Firefox will get Chrome extension support, multi-processing threads come December

Firefox at Mobile World Congress 2015 Barcelona

If you’re a Mozilla Firefox fan you’re in for quite a rude awakening when Mozilla practically overhauls the browser from the ground up come December.

Mozilla has announced that it will be adopting a new extension API, which will allow Google Chrome and Opera extensions to run within the Firefox browser. Moreover, this also means that the old-style extensions we’ve come to know and love will fall by the wayside, unless they’re recompiled.

It’s particularly sad news for those who can’t afford to rewrite entire extensions.

Other changes include Mozilla Firefox‘s move to a more Chrome-like multi-process makeup, which Mozilla’s calling “Electrolysis.” Each tab will effectively be a new Firefox instance in Microsoft Windows’ Task Manager, which will bring about a certain degree of stability to the browser, but possibly slow it down.

Read more: Firefox OS first impressions: no Android killer, yet

We’ve seen Chrome often devour vast allocations of RAM as a multi-process browser, so Firefox could very well suffer the same fate.

Of course, “fate” isn’t something Mozilla’s thinking about at all here.

“The strategy announced here necessarily involves a lot of trade-offs,” explained Mozilla’s Kev Needham.

“Developers who already support Chrome extensions will benefit since they will have one codebase to support instead of two.
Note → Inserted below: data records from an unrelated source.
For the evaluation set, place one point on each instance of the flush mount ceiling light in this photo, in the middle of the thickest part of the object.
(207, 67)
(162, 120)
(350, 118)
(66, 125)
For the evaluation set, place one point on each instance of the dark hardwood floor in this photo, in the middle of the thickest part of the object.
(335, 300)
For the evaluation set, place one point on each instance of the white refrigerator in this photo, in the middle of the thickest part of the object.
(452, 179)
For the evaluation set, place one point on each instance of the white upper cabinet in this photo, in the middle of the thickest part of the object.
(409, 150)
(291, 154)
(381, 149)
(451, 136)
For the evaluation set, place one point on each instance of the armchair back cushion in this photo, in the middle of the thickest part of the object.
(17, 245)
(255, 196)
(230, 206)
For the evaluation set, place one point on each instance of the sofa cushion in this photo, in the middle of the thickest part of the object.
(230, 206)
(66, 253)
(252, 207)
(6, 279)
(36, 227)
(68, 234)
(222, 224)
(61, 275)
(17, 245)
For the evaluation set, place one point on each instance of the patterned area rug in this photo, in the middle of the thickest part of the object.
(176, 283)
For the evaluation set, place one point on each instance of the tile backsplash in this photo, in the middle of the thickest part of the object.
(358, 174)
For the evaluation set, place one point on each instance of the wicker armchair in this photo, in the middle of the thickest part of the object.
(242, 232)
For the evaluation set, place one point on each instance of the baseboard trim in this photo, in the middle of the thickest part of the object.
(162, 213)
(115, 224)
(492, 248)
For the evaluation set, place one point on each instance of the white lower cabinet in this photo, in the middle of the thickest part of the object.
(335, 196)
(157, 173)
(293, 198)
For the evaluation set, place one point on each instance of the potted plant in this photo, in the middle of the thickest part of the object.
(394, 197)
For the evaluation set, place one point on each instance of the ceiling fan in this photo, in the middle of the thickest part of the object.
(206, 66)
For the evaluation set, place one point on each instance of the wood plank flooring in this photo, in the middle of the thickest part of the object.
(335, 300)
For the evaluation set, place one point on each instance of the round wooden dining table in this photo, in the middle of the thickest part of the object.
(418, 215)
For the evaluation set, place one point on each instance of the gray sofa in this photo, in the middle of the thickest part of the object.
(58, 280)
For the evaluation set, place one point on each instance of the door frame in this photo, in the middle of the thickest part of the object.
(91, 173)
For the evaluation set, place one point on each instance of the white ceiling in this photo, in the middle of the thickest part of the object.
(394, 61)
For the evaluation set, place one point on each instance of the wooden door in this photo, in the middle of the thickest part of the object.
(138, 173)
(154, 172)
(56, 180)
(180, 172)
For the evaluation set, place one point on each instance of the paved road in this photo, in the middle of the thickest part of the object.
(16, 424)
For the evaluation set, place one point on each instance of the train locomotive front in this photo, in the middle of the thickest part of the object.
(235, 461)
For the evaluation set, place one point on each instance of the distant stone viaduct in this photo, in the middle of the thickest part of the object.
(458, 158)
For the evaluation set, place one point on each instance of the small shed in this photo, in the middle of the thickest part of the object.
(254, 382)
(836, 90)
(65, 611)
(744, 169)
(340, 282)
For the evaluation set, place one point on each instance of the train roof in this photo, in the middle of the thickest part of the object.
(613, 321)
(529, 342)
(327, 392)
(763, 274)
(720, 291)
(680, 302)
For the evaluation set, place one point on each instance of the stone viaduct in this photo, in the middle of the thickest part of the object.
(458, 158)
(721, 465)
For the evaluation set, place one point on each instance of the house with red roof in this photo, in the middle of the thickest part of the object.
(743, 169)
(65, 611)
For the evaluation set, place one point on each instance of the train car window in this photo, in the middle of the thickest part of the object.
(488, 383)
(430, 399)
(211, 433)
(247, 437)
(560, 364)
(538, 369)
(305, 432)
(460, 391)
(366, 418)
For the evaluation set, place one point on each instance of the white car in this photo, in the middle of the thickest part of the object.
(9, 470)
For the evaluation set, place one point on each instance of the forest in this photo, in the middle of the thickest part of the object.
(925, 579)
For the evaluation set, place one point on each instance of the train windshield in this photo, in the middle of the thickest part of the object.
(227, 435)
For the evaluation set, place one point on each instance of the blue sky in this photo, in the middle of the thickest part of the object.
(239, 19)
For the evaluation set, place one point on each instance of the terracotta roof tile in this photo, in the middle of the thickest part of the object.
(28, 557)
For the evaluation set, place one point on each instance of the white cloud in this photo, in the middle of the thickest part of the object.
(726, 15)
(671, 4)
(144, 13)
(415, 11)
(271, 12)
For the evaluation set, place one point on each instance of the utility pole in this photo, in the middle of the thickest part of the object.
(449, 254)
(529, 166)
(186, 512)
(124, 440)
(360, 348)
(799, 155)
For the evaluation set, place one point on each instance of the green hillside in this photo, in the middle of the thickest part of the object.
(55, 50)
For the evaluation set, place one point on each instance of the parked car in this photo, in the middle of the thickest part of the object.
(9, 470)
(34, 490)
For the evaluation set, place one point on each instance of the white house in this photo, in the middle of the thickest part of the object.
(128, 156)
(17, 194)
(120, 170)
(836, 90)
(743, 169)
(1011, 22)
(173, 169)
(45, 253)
Developers of Firefox-only add-ons will have to make changes. Those changes may require considerable development effort up-front, but we feel the end result will be worth that effort for both Firefox’s users and developers.”

From Firefox 41, the changes will be opt-in thanks to the Firefox browsers’ three different browser development cycles. These changes should be instituted as early as Firefox 43 Stable, due out in December 2015.